Mimosa in the Ground
The planting of the mimosa plant is done from autumn to spring, however when there is no risk of frost, which could irreparably compromise the growth of the young tree.
- Dig a hole wide and deep at least twice as deep as the brick of earth.
- Arrange on the bottom a thick draining layer of gravel or expanded clay.
- If the soil is too calcareous, mix it with river sand and a little peat.
- Soak the roots of the mimosa in water for a few minutes, so that the earth clod is well hydrated.
- Now, place the plant in the hole together with a strong guardian, about 30 cm away from the foot, but at the same depth. This is because the mimosa has a very superficial root system and the young tree could be uprooted by the wind or the trunk could break.
- It fills the hole with soil and ties the plant to its guardian.
- Water in moderation.
Mimosa in a Pot
If you live in an area where temperatures drop a lot in winter, you can choose to grow mimosa in pots, choosing a variety with a more limited development.
Choose a large container at least 50 cm deep.
Place a thick layer of expanded clay on the bottom and create a mix of soil with peat and normal garden soil, to which you can add a handful of coarse sand.
Always keep the soil slightly moist and never excessively wet, especially from spring to summer. Mimosa grown in pots, in fact, needs more water, but you must, however, always avoid water stagnation, very dangerous for the plant.
The transplantation in a bigger pot can be done every two years, increasing of little the diameter of the new pot.
In the first year of life of the mimosa tree, it is necessary to carry out a formation pruning, in order to give the plant the desired shape. You can decide to give the tree a bush shape, and then you will leave more space to the central branches, or a pyramid, leaving the branches below much longer.
Then, annually, and precisely in spring, at the end of the flowering, a maintenance pruning is to be done, in order to keep the plant harmonious. The longest branches are shortened, the jets coming from the foot, which weaken the foliage, are eliminated, and the dry branches, damaged by the winter or malformed, are removed.
Shears can be used because they allow a clean cut without crushing. In fact, poorly cut or frayed branches can become an ideal refuge for many pests, which could infect the plant and prevent its flowering, which is why using the right gardening tools is very important.
Mimosa: Last Curiosity
According to a legend that comes directly from the island of Tasmania, the mimosa flower was born from the transformation of the young queen Azar, who was repudiated by her husband and had to leave the palace and her children. In order to remove her from the kingdom, she was then married to a prince from faraway lands.
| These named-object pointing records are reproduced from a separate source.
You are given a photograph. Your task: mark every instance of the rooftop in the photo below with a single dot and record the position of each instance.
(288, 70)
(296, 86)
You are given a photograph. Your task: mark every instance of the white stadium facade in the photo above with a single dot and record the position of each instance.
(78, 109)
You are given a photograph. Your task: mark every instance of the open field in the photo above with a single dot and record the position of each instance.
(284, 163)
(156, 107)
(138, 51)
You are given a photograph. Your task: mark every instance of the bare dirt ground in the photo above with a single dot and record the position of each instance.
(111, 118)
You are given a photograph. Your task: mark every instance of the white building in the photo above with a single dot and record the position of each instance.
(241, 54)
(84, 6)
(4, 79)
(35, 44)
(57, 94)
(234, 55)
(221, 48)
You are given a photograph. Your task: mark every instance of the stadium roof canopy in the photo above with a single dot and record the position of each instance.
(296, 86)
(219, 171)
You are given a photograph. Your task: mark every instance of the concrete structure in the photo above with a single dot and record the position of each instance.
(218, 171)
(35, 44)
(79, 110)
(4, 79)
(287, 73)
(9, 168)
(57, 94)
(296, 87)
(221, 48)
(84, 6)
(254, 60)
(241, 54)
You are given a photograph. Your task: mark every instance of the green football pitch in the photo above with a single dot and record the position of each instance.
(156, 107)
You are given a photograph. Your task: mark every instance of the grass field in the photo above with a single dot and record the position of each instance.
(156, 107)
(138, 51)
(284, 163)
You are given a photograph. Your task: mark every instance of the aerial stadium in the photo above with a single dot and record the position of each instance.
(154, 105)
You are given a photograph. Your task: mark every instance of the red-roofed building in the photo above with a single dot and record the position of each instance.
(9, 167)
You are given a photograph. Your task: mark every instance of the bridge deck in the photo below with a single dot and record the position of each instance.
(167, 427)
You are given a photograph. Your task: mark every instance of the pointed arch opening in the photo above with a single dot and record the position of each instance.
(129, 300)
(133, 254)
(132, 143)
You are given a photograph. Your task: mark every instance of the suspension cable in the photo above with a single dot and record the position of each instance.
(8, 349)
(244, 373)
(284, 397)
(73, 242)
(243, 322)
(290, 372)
Then she asked for a veil as a wedding gift that would allow her to cover her face and body, so as not to be recognized when she passed through her old lands. But during the journey, when she passed in front of the palace that had been hers, her children ran to meet her and asked her to return to them, but were immediately called back by their father. Then the sweet Asan fell to the ground destroyed by pain, completely covered by the veil.
And when they lifted the veil, to force the woman to continue her journey, they found a shrub of mimosa, clinging tenaciously to the ground, where the strong Asan had decided to stay forever.